Okay, let's get a few things straight.
1. I don't read Traditional Regencies.
2. I. Don't. Read. Traditional. Regencies.
3. Dude, really? You need a third set of criteria? I just used 'dude' in a sentence like it's a real word!
(In case someone comes along and wonders why I did read this book well, I bought it because of Megan's blog and when she found I had it she said I had to read it. I promised!)
Cindy Blurb - We meet the heroine as she is leaving her lawyer's office where she has discovered that her father left all his money to 'another woman' thus leaving her and her brother in financial ruin. Her only recourse is to land a rich husband. (Let's just throw a Hail Mary up for not having the will say 'you must marry to have the money'. I was terrified at first and was pleased that Ms. Frampton didn't fall into that scary place)
On her way out of the office she literally bumps into Edwin the hero who has just returned from America a rich man. He is keeping this a secret since 5 years ago a woman tried to marry him for his money thus, he no longer trusts a woman to love him without his money.
Conflict? You got it.
I liked Titania in the beginning. She was definitely a 'no holds bar' kind of heroine. Sit and whine? No thanks, I need to get some stuff done. I liked this about her. I also liked the hero who had a 'hail fellow fairly met' kind of personality.
The beginning of the story was a wee bit slow because Titania had to set up house and get herself situated within society so that she could get invitations to the right places. I'm figuring this is probably common to most regencies. My problem with this section is that Titania didn't like anybody she met (except for the hero and those in her employ) and well, I guess it had to be firmly established that no one was going to help her and her brother.
Also, Titania seemed to be removed from many of the situations.

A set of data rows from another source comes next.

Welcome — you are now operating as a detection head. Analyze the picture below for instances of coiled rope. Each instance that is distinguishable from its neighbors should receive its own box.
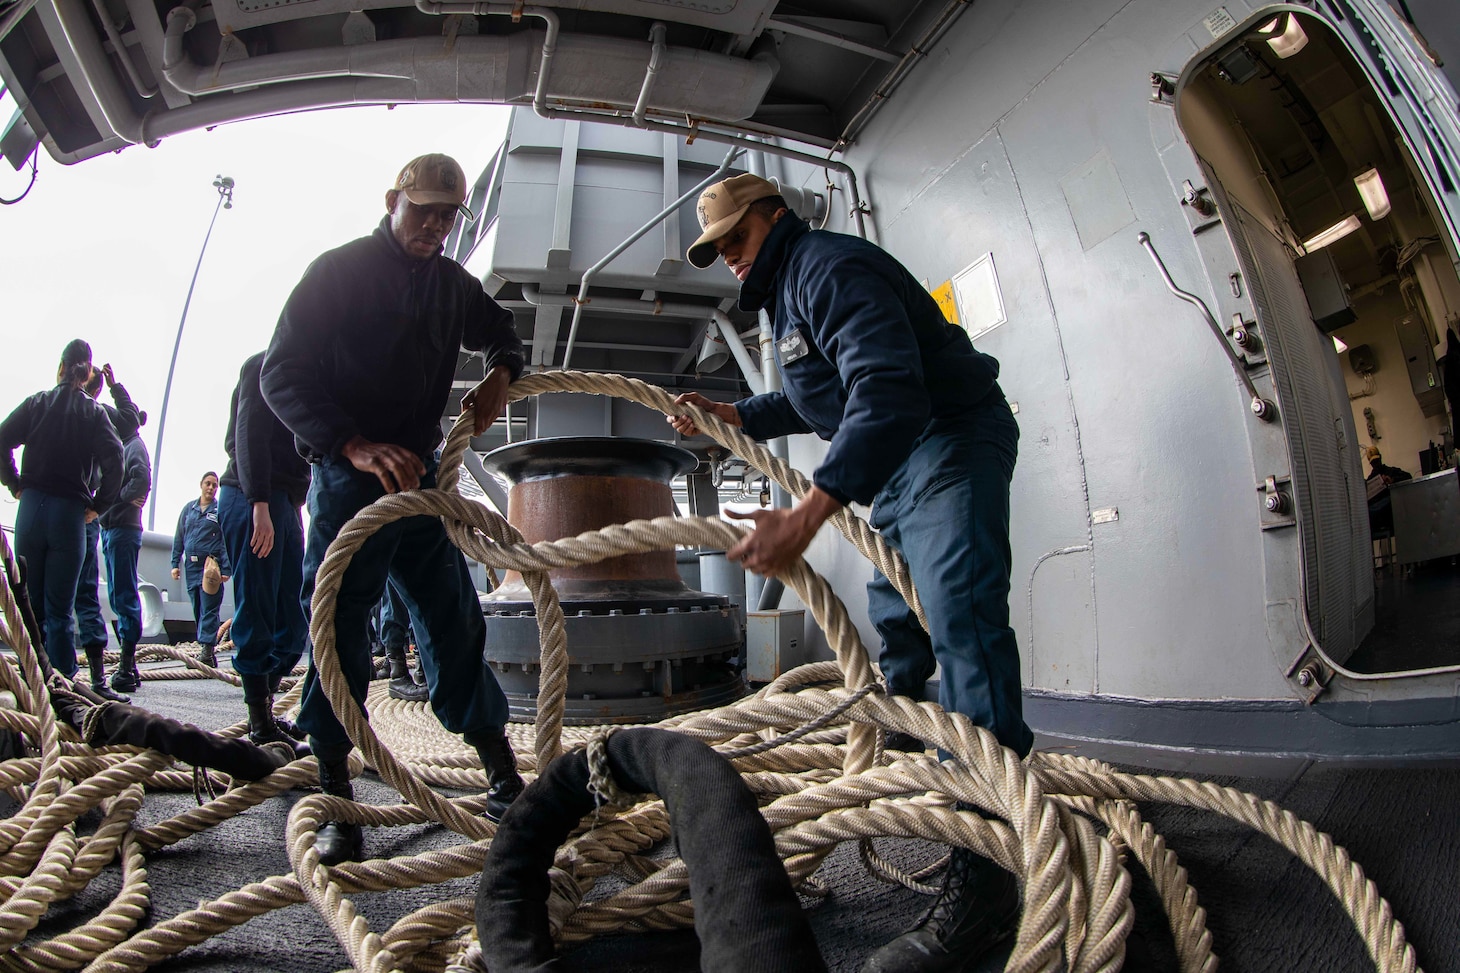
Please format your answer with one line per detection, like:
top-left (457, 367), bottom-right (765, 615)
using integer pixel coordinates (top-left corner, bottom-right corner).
top-left (0, 370), bottom-right (1419, 973)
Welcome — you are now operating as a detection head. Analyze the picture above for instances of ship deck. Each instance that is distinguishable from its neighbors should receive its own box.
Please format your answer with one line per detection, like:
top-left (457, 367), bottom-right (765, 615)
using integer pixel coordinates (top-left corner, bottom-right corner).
top-left (21, 668), bottom-right (1460, 973)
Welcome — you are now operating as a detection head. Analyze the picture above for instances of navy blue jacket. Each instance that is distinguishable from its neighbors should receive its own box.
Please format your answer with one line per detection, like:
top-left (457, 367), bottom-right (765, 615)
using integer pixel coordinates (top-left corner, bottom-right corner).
top-left (98, 433), bottom-right (150, 531)
top-left (261, 217), bottom-right (525, 463)
top-left (0, 384), bottom-right (122, 509)
top-left (734, 215), bottom-right (1000, 505)
top-left (172, 499), bottom-right (230, 576)
top-left (222, 352), bottom-right (311, 508)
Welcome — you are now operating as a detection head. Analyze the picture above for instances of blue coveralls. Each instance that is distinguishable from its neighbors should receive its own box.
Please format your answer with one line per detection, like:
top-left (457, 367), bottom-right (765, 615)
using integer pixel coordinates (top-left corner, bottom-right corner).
top-left (261, 217), bottom-right (525, 764)
top-left (377, 579), bottom-right (412, 654)
top-left (733, 215), bottom-right (1033, 757)
top-left (73, 516), bottom-right (108, 649)
top-left (218, 352), bottom-right (311, 683)
top-left (171, 499), bottom-right (230, 646)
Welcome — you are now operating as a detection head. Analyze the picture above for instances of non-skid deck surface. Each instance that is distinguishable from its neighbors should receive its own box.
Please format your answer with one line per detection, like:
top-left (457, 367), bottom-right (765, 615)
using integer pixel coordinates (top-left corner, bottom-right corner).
top-left (19, 668), bottom-right (1460, 972)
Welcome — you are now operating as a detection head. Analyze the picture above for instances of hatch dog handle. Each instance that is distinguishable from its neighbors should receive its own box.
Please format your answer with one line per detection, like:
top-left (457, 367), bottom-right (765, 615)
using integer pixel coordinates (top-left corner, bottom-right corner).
top-left (1138, 231), bottom-right (1276, 422)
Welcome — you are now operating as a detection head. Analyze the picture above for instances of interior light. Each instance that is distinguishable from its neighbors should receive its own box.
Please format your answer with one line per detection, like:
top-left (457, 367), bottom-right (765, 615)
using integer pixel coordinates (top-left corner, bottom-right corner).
top-left (1333, 335), bottom-right (1349, 353)
top-left (1353, 167), bottom-right (1391, 220)
top-left (1260, 13), bottom-right (1309, 59)
top-left (1302, 215), bottom-right (1361, 252)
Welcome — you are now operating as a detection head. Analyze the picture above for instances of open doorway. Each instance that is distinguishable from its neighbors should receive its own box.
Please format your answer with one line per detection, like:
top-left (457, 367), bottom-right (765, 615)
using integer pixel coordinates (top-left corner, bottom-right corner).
top-left (1179, 9), bottom-right (1460, 674)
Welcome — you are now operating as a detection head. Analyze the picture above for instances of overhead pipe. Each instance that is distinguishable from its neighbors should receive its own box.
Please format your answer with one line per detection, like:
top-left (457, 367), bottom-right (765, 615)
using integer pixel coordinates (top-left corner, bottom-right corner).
top-left (632, 22), bottom-right (667, 128)
top-left (91, 0), bottom-right (157, 99)
top-left (560, 145), bottom-right (743, 370)
top-left (835, 0), bottom-right (975, 151)
top-left (712, 310), bottom-right (765, 395)
top-left (411, 0), bottom-right (870, 240)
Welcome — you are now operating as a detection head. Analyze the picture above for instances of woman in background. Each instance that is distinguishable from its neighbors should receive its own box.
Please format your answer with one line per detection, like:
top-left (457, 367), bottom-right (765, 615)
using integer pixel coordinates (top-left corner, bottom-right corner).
top-left (0, 339), bottom-right (122, 678)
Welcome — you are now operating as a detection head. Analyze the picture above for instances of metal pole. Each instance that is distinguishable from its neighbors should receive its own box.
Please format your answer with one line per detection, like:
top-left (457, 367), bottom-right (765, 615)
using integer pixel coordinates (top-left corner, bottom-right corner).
top-left (148, 175), bottom-right (234, 530)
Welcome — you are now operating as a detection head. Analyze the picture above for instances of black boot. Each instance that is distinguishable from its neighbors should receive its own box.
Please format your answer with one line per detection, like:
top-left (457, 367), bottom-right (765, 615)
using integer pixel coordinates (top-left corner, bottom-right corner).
top-left (266, 673), bottom-right (308, 741)
top-left (84, 644), bottom-right (130, 703)
top-left (859, 845), bottom-right (1021, 973)
top-left (242, 674), bottom-right (311, 760)
top-left (198, 642), bottom-right (218, 668)
top-left (315, 757), bottom-right (364, 866)
top-left (386, 648), bottom-right (428, 702)
top-left (110, 642), bottom-right (141, 694)
top-left (470, 728), bottom-right (524, 823)
top-left (885, 731), bottom-right (926, 753)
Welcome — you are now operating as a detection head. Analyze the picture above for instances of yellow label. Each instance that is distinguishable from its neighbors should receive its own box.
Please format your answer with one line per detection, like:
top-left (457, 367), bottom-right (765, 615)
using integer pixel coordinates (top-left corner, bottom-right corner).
top-left (931, 280), bottom-right (959, 326)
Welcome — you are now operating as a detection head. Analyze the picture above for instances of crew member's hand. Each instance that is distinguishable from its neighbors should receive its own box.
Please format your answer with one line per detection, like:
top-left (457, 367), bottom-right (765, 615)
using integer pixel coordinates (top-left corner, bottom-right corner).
top-left (84, 508), bottom-right (98, 524)
top-left (462, 366), bottom-right (513, 436)
top-left (131, 497), bottom-right (145, 508)
top-left (726, 487), bottom-right (843, 578)
top-left (171, 568), bottom-right (181, 580)
top-left (342, 436), bottom-right (425, 494)
top-left (220, 575), bottom-right (230, 583)
top-left (667, 392), bottom-right (741, 438)
top-left (217, 618), bottom-right (232, 643)
top-left (101, 363), bottom-right (116, 387)
top-left (250, 501), bottom-right (275, 558)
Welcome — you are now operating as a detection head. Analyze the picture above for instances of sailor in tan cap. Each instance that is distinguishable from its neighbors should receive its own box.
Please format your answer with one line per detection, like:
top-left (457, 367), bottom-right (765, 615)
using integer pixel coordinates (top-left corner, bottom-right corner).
top-left (672, 171), bottom-right (1029, 973)
top-left (260, 152), bottom-right (526, 866)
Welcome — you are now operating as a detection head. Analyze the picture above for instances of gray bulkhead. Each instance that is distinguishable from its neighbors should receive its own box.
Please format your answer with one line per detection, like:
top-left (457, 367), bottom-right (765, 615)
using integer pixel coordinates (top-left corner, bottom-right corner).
top-left (761, 0), bottom-right (1460, 762)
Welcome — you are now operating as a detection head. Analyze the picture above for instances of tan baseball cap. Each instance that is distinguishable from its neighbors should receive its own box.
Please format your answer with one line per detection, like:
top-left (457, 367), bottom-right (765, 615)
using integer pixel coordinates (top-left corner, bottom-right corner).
top-left (687, 173), bottom-right (781, 269)
top-left (393, 153), bottom-right (476, 221)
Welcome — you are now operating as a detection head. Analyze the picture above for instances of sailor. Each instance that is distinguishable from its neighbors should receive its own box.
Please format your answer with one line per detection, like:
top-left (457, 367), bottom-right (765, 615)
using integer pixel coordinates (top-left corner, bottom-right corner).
top-left (93, 366), bottom-right (150, 697)
top-left (377, 579), bottom-right (429, 702)
top-left (170, 471), bottom-right (231, 667)
top-left (671, 174), bottom-right (1031, 971)
top-left (74, 363), bottom-right (143, 700)
top-left (261, 152), bottom-right (526, 865)
top-left (217, 351), bottom-right (312, 758)
top-left (0, 339), bottom-right (123, 682)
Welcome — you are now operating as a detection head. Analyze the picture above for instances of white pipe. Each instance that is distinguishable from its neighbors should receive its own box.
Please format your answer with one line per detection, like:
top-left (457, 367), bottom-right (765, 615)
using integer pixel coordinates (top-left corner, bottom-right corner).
top-left (632, 22), bottom-right (667, 128)
top-left (90, 0), bottom-right (157, 98)
top-left (757, 309), bottom-right (791, 509)
top-left (713, 310), bottom-right (765, 395)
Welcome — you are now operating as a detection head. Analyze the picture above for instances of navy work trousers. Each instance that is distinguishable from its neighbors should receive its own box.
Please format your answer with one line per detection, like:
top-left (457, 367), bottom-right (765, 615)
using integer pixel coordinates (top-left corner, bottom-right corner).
top-left (218, 485), bottom-right (308, 680)
top-left (74, 519), bottom-right (108, 649)
top-left (378, 579), bottom-right (411, 653)
top-left (296, 458), bottom-right (507, 763)
top-left (866, 390), bottom-right (1034, 758)
top-left (102, 525), bottom-right (143, 645)
top-left (185, 563), bottom-right (224, 647)
top-left (15, 490), bottom-right (87, 677)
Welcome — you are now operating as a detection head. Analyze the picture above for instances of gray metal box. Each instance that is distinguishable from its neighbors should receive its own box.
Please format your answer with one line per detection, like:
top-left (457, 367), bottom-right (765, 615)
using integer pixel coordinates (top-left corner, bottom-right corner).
top-left (1390, 468), bottom-right (1460, 564)
top-left (746, 609), bottom-right (806, 683)
top-left (1394, 313), bottom-right (1446, 417)
top-left (1295, 249), bottom-right (1356, 333)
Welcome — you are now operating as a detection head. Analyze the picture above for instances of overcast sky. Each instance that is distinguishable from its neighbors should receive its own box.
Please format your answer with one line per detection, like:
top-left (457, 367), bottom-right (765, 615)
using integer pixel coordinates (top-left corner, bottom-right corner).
top-left (0, 100), bottom-right (509, 535)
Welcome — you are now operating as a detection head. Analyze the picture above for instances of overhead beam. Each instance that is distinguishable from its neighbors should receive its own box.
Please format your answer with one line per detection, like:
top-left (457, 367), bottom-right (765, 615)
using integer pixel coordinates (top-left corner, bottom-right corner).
top-left (767, 15), bottom-right (900, 63)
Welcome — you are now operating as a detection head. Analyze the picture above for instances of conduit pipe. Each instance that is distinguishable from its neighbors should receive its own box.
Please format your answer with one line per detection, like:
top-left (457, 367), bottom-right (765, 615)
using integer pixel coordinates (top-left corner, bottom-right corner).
top-left (632, 22), bottom-right (667, 128)
top-left (712, 310), bottom-right (765, 396)
top-left (560, 145), bottom-right (743, 371)
top-left (410, 0), bottom-right (869, 240)
top-left (90, 0), bottom-right (157, 98)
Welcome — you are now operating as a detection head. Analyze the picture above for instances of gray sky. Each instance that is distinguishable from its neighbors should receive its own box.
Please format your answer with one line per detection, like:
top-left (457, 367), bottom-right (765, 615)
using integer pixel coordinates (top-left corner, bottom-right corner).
top-left (0, 100), bottom-right (509, 534)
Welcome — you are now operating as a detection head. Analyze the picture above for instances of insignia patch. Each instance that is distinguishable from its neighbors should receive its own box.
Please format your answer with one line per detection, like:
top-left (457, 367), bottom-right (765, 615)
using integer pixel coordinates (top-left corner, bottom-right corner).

The man who makes her heart beat all sloppy, kisses her and puts his hand on her breast and she doesn't gasp or jerk or even really think. In fact, I don't think she reflected on what happened until a few scenes later. I was all, 'uh, he put his hand on your breast in the middle of a park in Regency England!!'. I appreciated that she wasn't a ninny but seeing as how she had probably never had anyone stroke her breast before I'm thinking her knees giving out or something would be appropriate.
I was glad that Titania came to a certain conclusion (you know, this would be spoiler stuff) before all her troubles were solved. The solution to one problem though? Highly unlikely even with the most gracious of people. Hey, I'd like to think I could be that high minded but even I would be thinking about returns and dividends and such. And I'm considered the Bank of Cindy!!
So, what's great about this book?
The writing and the banter between the characters was top notch. I was actually able to understand all the double entendres which was a nice change of pace for me. Neither the hero or heroine were perfect and they each made their share of mistakes. Also, there wasn't a sense that they saved each other from anything overly sinister. These are two people who could have existed and made a mash out of their courtship. At least they were able to find their way towards each other in the end!